When words and pictures work together

May 27, 2014 /

Presentations are tricky beasts. That is, giving a really good one is much, much harder than it looks. Here at TED we think about this a lot, working with speakers to help them give the best talk possible. Irritatingly, the most important lesson of all is that there is no formula for success. What works for one person would make another look like a goofball. Sometimes, visuals are just as important as words, helping to clarify and edify; other times, they get totally in the way.

Sure, there are some hard and fast rules that all speakers should always abide by (don’t even think about reading out text from a slide, and beware the siren call of bells and whistles in Powerpoint or Prezi). But in general, speakers have to do the hard work of figuring out what they want to say and what they want a viewer to grasp, and then decide how to bring the two together in the most compelling manner.

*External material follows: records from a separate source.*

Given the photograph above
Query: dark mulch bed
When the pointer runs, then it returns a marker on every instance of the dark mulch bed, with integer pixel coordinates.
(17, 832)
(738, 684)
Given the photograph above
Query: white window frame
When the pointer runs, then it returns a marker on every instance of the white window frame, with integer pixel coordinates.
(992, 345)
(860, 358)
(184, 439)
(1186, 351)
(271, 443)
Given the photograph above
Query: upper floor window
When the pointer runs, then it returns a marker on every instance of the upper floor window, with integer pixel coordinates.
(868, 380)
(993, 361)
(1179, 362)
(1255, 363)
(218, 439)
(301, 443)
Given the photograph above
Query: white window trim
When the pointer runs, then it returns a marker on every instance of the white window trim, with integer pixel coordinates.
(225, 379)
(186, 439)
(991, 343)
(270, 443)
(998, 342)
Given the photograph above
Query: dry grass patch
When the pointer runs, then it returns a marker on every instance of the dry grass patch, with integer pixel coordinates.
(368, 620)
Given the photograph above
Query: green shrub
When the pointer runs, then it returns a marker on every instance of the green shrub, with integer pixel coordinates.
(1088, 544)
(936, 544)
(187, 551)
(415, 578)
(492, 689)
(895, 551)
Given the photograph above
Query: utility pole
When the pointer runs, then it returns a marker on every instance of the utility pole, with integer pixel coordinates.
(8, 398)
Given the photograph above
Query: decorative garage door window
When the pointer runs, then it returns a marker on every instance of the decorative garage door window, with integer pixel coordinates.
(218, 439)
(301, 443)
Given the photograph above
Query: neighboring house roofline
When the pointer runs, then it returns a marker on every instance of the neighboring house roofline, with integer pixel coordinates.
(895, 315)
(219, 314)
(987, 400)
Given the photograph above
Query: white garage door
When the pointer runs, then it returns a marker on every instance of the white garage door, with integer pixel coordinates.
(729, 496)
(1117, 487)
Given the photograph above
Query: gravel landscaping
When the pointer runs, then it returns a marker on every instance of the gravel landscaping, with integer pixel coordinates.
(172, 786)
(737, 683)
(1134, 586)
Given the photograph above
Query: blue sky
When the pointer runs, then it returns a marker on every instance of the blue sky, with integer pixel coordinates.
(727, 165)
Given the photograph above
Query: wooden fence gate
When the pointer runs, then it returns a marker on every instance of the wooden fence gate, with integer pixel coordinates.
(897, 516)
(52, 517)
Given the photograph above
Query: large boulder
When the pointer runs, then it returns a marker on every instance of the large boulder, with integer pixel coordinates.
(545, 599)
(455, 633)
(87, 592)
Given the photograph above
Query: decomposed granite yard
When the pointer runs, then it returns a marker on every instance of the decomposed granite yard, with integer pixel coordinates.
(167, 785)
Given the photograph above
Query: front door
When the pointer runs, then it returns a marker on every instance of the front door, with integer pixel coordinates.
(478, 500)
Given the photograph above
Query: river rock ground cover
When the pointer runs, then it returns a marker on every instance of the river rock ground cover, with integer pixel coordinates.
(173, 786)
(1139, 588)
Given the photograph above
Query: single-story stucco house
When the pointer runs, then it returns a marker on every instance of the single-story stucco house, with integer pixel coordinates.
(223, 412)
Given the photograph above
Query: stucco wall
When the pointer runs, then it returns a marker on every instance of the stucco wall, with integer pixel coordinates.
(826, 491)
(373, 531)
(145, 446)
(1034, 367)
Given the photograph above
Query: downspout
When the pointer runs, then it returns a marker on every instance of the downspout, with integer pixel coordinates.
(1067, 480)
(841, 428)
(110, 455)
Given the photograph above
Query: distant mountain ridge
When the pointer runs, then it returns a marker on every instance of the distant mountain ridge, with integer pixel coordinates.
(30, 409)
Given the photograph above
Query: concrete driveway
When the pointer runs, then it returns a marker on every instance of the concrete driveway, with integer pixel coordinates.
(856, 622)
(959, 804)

A good example of words and pictures working well together comes with Jon Mooallem’s TED Talk, The strange story of the teddy bear, and what it reveals about our relationship to animals, in which he runs through the history of humanity’s relationship with the natural world. Mooallem’s message is a sobering one — that the human imagination has become an ecological force and that the stories we tell about wild animals have real consequences on those creatures’ chances of survival. But he chose to make his case via a lyrical romp through history, beginning with the 1902 story of President Roosevelt sparing the life of a black bear and prompting a plush toy craze and then going from there. And he backed up his case with the use of gorgeous drawings by the San Francisco-based illustrator, Wendy Macnaughton. As he spins his yarn, the drawings quietly appear behind him, adding a different style of humor and whimsy to a talk already filled with both. They don’t intrude on the experience of listening to the story, but they sure do embellish it. Added bonus, the images are lovely to look at out of context too. Enjoy.